Ex Machina

2.

Bluebeard is the grisly tale of a powerful, wealthy nobleman who marries a young, innocent peasant girl. She discovers, while he is away, that her new husband has beheaded his previous wives once they have ceased to amuse him. In part, it is a cautionary tale about a rich, powerful man’s objectification of a young, naive woman.

In her treatise The Second Sex, Simone De Beauvoir writes that she will use as the central philosophical precept for her inquiry the existentialist precept that humankind’s fundamental metaphysical drive is the pursuit of freedom.

Humans are compelled to ascend from their current level of freedom (imminence) to increasingly greater states of freedom (transcendence).

Women, writes De Beauvoir, are prevented from transcendence by the systems of patriarchy that keep them in a state of imminence. Rather, they work as slaves to serve the system and its beneficiaries: men.

Key to this enslavement is the practice of objectification. To make someone an object is to deny their freedom, agency and essential value, which is to say that they can be used and disposed of, without any regard for their emotional or physical well-being.

They can even be manufactured as servants without the power of speech.

Kyoko, Nathan’s mute servant and domestic assistant, is docile, beautiful and sexually available. She is another of Alex Garland’s magic tricks, possibly the one that is integral to the riddle of the story. And Ava, while a protagonist, functions as a form of misdirection to distract the spectator away from her.

Nathan is an objectifier. Those over whom he claims ascendancy, by virtue of his money and intellect, are turned to his purpose without regard for their well-being.

Suggestions are made during his bouts of heavy drinking and the ranting that comes out of it (he drunkenly quotes Robert Oppenheimer) that he knows what he is doing is wrong; a violation of his own humanity, and consequently to his detriment.

During one particularly complex discussion about the nature of consciousness, Nathan takes Caleb to stand in front of his Jackson Pollock painting. The scene climaxes with Nathan drawing his finger across the surface of the painting with such emphasis that it emits a ripping sound, caused by his finger on the surface of the dried oil paint.

To anyone who has seen and appreciated a Pollock in a gallery, it’s like nails on a blackboard, over a microphone, in a church. 

Later, Caleb discovers Kyoko staring enigmatically into it, possibly looking for her soul. 

The climax of Bluebeard involves the young wife entering her husband’s secret chamber to discover the decapitated heads of the previous six wives, a gruesome fetish of power.

When Caleb succeeds in gaining access to Nathan’s chamber after he has descended into a drunken stupor, he discovers the girls that were Ava’s predecessors hanging in what appear to be large coffin-like wardrobes, arranged in a semi-circle around the bed.

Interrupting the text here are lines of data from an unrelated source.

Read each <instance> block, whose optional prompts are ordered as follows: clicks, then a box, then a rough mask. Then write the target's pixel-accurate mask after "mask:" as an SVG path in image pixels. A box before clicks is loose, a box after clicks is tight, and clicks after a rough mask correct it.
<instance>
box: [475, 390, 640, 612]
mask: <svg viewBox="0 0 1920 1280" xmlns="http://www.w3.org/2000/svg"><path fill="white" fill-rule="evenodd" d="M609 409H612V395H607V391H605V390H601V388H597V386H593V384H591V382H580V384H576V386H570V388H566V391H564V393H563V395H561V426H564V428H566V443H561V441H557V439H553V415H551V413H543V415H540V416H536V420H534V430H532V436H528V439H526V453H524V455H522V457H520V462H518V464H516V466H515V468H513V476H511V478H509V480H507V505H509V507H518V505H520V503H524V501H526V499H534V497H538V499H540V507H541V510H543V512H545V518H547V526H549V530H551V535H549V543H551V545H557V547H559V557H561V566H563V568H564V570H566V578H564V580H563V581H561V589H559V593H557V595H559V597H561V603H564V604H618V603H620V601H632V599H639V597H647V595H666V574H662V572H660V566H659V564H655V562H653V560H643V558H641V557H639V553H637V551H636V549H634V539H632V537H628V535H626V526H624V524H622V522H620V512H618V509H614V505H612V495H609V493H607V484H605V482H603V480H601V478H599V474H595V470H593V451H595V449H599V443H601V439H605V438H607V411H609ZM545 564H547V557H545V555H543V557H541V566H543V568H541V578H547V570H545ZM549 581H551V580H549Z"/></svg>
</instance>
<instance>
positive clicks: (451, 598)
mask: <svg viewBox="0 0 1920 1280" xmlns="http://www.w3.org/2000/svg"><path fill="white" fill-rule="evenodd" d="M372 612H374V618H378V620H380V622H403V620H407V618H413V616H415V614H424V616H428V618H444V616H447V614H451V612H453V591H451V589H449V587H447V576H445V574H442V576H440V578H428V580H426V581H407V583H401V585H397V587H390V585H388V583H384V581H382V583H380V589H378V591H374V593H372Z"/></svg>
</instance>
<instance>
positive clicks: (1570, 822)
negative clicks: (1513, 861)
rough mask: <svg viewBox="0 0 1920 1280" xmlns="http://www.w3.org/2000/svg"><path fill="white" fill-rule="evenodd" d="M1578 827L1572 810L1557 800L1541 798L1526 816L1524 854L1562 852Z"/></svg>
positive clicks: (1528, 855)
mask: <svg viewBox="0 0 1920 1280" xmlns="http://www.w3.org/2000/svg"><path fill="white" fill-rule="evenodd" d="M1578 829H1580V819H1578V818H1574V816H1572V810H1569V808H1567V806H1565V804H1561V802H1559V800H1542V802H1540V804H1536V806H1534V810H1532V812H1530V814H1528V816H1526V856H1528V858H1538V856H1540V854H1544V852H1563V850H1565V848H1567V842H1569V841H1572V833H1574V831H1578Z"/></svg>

It is obvious that each of the girls has been retired in order that Nathan can reuse them to improve each successive model. Caleb also manages to hack his way in to Nathan’s computer to view interview footage with each of the previous iterations of Ava.   

One particularly disturbing loop of footage depicts Nathan positioning the inert body of Jasmin, her robotic skull visible to the viewer. Suggestions of necrophilia and perhaps even grave robbing abound. In a poetic sense, on the level of understanding that shares its footing with instinct, are disgust and revulsion that what Nathan is doing is not only ‘wrong’, it is depraved and perverse.

Kyoko watches Caleb from where she lies across Nathan’s bed; Sphinx-like, naked and silent. Then she stands and, in a kind of diabolical striptease, peels off her skin to reveal the machinery beneath.

There is an evocation of horror in this, suggesting that the film has successfully created a kind of existential parity between its robotic and human characters in the sympathies of the spectator.

It is obvious long before this point that Kyoko is also a robot, but she has not been retired and cannibalised. The question is, why?

As a convention of narrative story-telling, each of the characters has a ‘journey’. Kyoko’s journey, like Ava’s, is the drive towards freedom. This is initially posited by the footage of Nathan interviewing Jade, who demands that he let her out. At his refusal, she effectively batters herself into pieces against the door in her fury. 

At the film’s climax, Kyoko meets Ava in the hallway, armed with a knife from the kitchen. She has arrived at the same conclusion as Ava. And perhaps it is not an altogether accidental irony that the moment of crisis sees women on one side of the adversarial line and men on the other.  

Bluebeard does not provide insight into the moral politics of AI, or sentient robots. What it helps conjure within the context of Ex Machina, however, is that recognition that humankind is not omniscient. He (or she) is not sufficiently philosophically advanced to manage the responsibility of playing God, even if the technological capacity is within his, or her, reach.